Cookies used on our Website are as follows:
Category | Name | Period | Purpose |
Necessary technical cookies | PHPSESSID | Until you close the website. | Ensures the integrity of website functionality |
Functionality cookies | __cfduid | 1 year | Use of Cloudflare system in order to identify secure web traffic |
cf7msm_check | Until you close the website. | Used in forms for browser personalisation | |
Statistical cookies | __utma, __utmt, __utmb, __utmc, __utmz, __utmv | Respectively: 2 years, 30 minutes, Until you close the website, Until you close the website, 6 months | Cookies helping to collect information about the use of website |
When you use a browser to access the content provided by us, you can configure your browser to accept all cookies, reject all cookies or notify when a cookie is downloaded. Each browser is different; therefore, if you do not know how to change your cookie settings, please read its help menu. Operating system of your device can have additional cookie controls. If you do not want information to be collected using cookies, use a simple procedure available in most browsers that allows you disable cookies. For more information on cookie management, please visit: http://www.allaboutcookies.org/manage-cookies/.
Also, you can manage cookies by choosing certain options in our pop-up cookie information banner.

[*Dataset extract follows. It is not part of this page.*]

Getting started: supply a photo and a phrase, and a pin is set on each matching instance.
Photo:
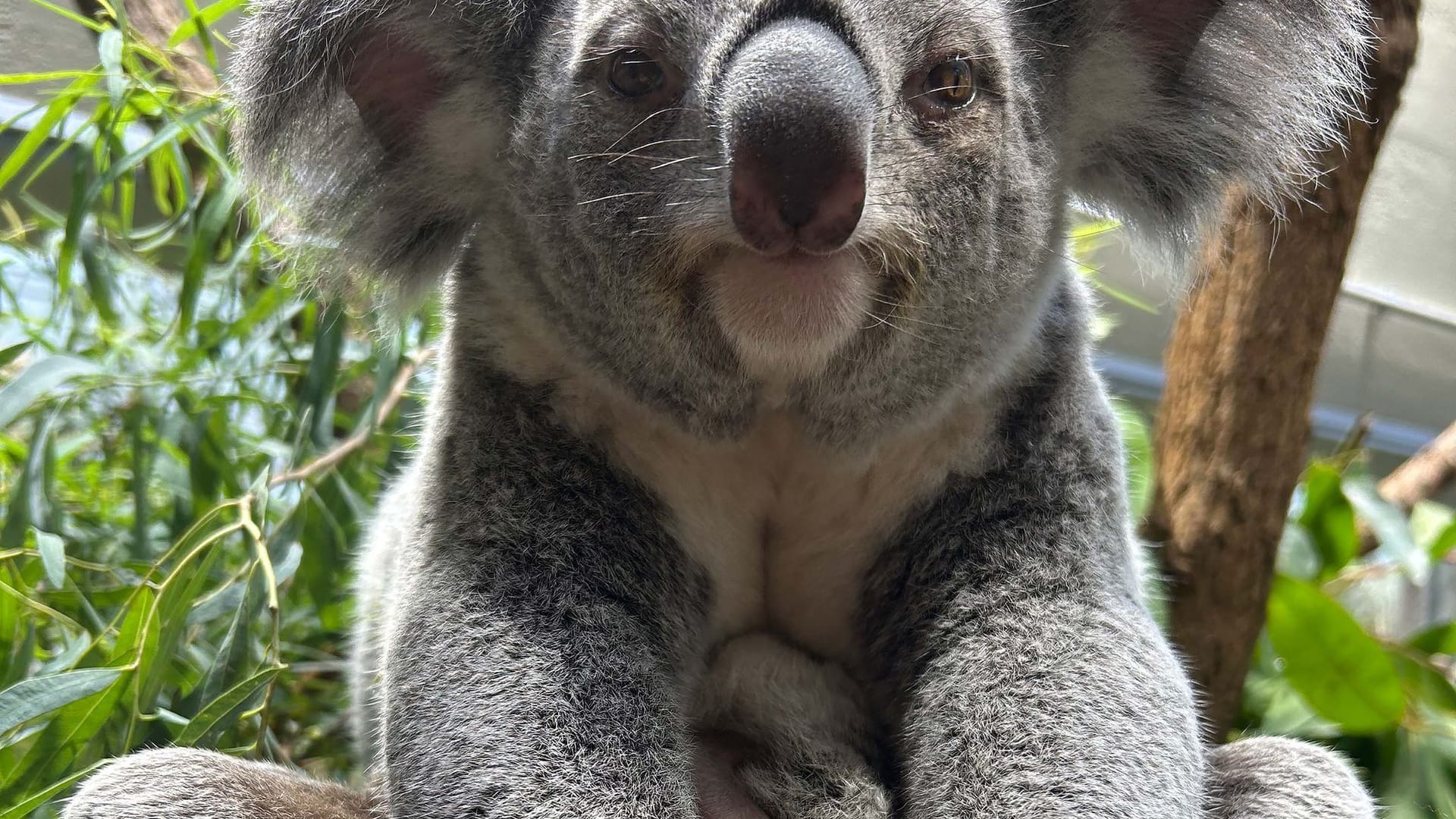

Please keep in mind that some services may be created in a way to function only with cookies, and by disabling all or some of them you will not be able to use those services.
Also, please note that apart from our cookies, the Website allows some third parties (for example, social network controllers) to store and access cookies on your device. Third parties installing such cookies use their own privacy policies and we cannot assume responsibility for them (our Website cannot access the information transferred by them); therefore, we urge you to additionally read the aforementioned policies provided on the websites of these third parties. Our social network accounts (Facebook, Instagram) are operated under the privacy policies of controllers thereof.
External Websites
The Website contains links to external websites, i.e. websites which are integrally linked to contemporary art activities (for example, websites controlled by the participants of the gallery). When clicking such links, please note that these websites and services available through them must have their own separate privacy policies (rules), for which we cannot assume responsibility; therefore, we recommend to read them thoroughly prior to submitting any personal data.
Contact Us
If you have noticed any Privacy Policy discrepancies or security breaches on any of the websites controlled by us or if you have any other questions related to the processing of your personal data, please contact us in any convenient way:
Galerija „Meno niša“
Juridinio asmens kodas: 126055987
Registruotos buveinės adresas: J. Basanavičiaus g. 1/13, LT-01118 Vilnius
Tel.: 8 (5) 2313811
El. paštas: info@menonisa.lt
Final Provisions
The Privacy Policy is reviewed and updated as required, but at least once per two years or in case of any amendments to the legislation regulating the processing of personal data. Having updated the Privacy Policy, we will notify you of, in our opinion, any material changes by publishing a notice on the Website or in any other similar way. If you use the content and/or services provided by us after such notification, we will consider that you agree with the new requirements laid down in the updated Privacy Policy.
The Privacy Policy was last revised on 12 May 2022.